A year ago, Vogue published a highly flattering article on Syria’s first lady Asma al-Assad, now the magazine’s editor-in-chief, Anna Wintour, has publicly disowned Bashar al-Assad’s wife.
The 3,200-word profile, which was published in March 2011, carried the headline “A Rose in the Desert” and described the British-born Assad as “the freshest and most magnetic of first ladies.”
It went on to describe her walking as “a determined swath cut through space with a flash of red soles,” in reference to her Christian Louboutin shoes, reported British newspaper the Telegraph.
The Vogue story came out as Assad’s regime had begun violently cracking down on an uprising in the country.
The United Nations estimates that more than 10,000 people, mostly civilians, have died since the crisis erupted in March last year.

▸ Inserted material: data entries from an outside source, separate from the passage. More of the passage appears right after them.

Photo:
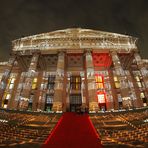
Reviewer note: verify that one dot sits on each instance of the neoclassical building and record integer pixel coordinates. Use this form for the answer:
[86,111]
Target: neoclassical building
[65,69]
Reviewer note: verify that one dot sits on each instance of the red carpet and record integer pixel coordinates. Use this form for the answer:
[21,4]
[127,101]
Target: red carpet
[73,131]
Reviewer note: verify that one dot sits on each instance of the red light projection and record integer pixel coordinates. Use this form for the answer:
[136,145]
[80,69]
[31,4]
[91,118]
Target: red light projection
[102,60]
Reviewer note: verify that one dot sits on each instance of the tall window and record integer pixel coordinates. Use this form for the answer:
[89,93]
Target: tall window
[75,83]
[99,81]
[34,83]
[137,78]
[51,82]
[6,99]
[117,83]
[49,102]
[11,83]
[101,98]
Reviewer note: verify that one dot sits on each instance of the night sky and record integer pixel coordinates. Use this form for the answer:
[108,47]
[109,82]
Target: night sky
[20,18]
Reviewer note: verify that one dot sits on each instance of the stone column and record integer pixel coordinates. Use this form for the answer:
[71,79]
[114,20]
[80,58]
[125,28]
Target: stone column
[5,77]
[28,81]
[144,72]
[92,96]
[59,80]
[124,88]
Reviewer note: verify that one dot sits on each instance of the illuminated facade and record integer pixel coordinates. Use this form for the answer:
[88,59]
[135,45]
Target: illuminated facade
[65,69]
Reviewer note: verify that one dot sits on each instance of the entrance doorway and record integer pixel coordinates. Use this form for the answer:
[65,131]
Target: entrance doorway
[75,102]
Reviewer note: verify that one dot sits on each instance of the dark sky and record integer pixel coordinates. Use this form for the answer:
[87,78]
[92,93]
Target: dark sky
[20,18]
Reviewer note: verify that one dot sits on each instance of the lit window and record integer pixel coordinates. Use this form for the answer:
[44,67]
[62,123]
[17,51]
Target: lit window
[12,80]
[8,96]
[101,98]
[34,83]
[99,82]
[139,84]
[98,79]
[34,80]
[5,105]
[11,86]
[117,85]
[142,95]
[137,78]
[11,83]
[34,86]
[115,79]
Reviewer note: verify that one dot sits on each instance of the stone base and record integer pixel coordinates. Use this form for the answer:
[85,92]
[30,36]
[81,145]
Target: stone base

Opposition groups give an estimate of more than 14,000.
According to the New York Times, Vogue’s article was part of a public relations offensive launched by the Assad regime, which included paying a U.S. public relations firm $5,000 a month for acting as a point of liaison between Vogue and the Assads.

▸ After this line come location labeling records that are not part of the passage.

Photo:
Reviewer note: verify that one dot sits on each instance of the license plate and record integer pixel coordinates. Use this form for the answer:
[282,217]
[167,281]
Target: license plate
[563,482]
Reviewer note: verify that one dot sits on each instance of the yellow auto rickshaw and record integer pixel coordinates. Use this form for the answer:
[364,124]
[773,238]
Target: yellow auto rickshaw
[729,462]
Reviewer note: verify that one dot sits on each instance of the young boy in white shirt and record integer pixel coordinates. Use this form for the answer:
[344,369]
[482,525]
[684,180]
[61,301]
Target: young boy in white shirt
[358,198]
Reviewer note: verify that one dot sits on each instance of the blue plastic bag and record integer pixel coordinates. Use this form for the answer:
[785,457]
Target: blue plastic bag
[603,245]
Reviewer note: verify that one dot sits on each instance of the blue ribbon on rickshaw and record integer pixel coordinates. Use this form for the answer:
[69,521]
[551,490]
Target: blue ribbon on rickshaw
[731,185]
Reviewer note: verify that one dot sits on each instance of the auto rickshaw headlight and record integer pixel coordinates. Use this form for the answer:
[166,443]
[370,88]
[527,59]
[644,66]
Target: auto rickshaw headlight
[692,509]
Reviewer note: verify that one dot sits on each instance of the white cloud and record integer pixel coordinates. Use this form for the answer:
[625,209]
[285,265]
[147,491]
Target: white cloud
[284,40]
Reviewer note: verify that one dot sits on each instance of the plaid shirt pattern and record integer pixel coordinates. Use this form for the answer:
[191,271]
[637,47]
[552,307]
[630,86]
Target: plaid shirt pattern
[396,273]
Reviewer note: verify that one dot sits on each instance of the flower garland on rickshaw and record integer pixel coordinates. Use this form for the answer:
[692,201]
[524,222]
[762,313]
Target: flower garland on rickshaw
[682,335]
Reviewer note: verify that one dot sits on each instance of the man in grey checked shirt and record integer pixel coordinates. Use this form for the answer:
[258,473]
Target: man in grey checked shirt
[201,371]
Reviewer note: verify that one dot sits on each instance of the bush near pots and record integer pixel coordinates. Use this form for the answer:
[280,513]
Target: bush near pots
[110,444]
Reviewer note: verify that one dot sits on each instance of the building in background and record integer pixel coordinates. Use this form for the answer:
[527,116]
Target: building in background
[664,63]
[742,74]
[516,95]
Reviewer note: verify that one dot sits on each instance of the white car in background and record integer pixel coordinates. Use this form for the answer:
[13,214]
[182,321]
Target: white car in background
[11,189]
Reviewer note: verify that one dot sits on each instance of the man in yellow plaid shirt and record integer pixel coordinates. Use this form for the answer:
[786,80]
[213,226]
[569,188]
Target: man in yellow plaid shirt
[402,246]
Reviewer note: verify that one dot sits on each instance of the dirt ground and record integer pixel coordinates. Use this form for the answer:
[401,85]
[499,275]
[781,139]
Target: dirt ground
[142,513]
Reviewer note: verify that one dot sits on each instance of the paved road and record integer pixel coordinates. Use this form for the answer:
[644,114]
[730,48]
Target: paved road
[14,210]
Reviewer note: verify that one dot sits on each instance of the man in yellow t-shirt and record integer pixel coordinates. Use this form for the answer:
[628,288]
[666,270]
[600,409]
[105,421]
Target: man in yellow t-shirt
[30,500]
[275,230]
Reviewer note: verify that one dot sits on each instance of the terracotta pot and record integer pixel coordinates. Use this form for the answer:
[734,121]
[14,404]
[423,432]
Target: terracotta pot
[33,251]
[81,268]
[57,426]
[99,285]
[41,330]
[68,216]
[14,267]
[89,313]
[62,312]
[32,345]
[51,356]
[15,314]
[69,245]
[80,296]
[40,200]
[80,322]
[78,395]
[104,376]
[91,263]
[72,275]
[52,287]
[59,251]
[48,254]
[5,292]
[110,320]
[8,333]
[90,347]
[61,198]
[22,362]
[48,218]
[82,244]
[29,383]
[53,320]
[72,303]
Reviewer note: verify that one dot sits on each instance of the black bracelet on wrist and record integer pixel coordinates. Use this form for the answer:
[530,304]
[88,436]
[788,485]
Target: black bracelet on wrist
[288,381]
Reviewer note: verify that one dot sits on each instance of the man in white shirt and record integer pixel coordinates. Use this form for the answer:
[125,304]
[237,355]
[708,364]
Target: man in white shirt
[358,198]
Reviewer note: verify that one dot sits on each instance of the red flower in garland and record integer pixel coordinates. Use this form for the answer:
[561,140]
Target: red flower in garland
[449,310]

The article was eventually removed from Vogue’s website and during the weekend, the magazine’s chief issued a statement condemning the Assad regime:
“In 2010, we set up an interview with the Syrian leader’s wife, Asma al-Assad, a Western-educated former banker and a woman with a reputation as a force for reform in the Middle East. Like many at that time, we were hopeful that the Assad regime would be open to a more progressive society. Subsequent to our interview, as the terrible events of the past year and a half unfolded in Syria, it became clear that its priorities and values were completely at odds with those of Vogue. The escalating atrocities in Syria are unconscionable, and we deplore the actions of the Assad regime in the strongest possible terms.”
Wintour’s move came a week after Barbara Walters, the grande dame of American television news, admitted to trying to further the career of one of Syrian President Bashar al-Assad’s media advisors, after recently-released emails exposed a major conflict of interest.
Walters had been helping Sheherazad Jaafari, the daughter of Syria’s U.N. ambassador, secure a place at an Ivy League university and an internship at a CNN primetime program.
The 82-year-old ABC broadcaster expressed “regret” for her actions when confronted with the emails.
She said that she wrote to Piers Morgan, a CNN host, and a professor at Columbia’s journalism school on behalf of the Assad aide following an exclusive interview conducted with the embattled Syrian president earlier this year.
Miss Jaafari was reportedly admitted to Columbia University and used to be an intern at the public relations firm that coordinated with Vogue on behalf of Asma al-Assad.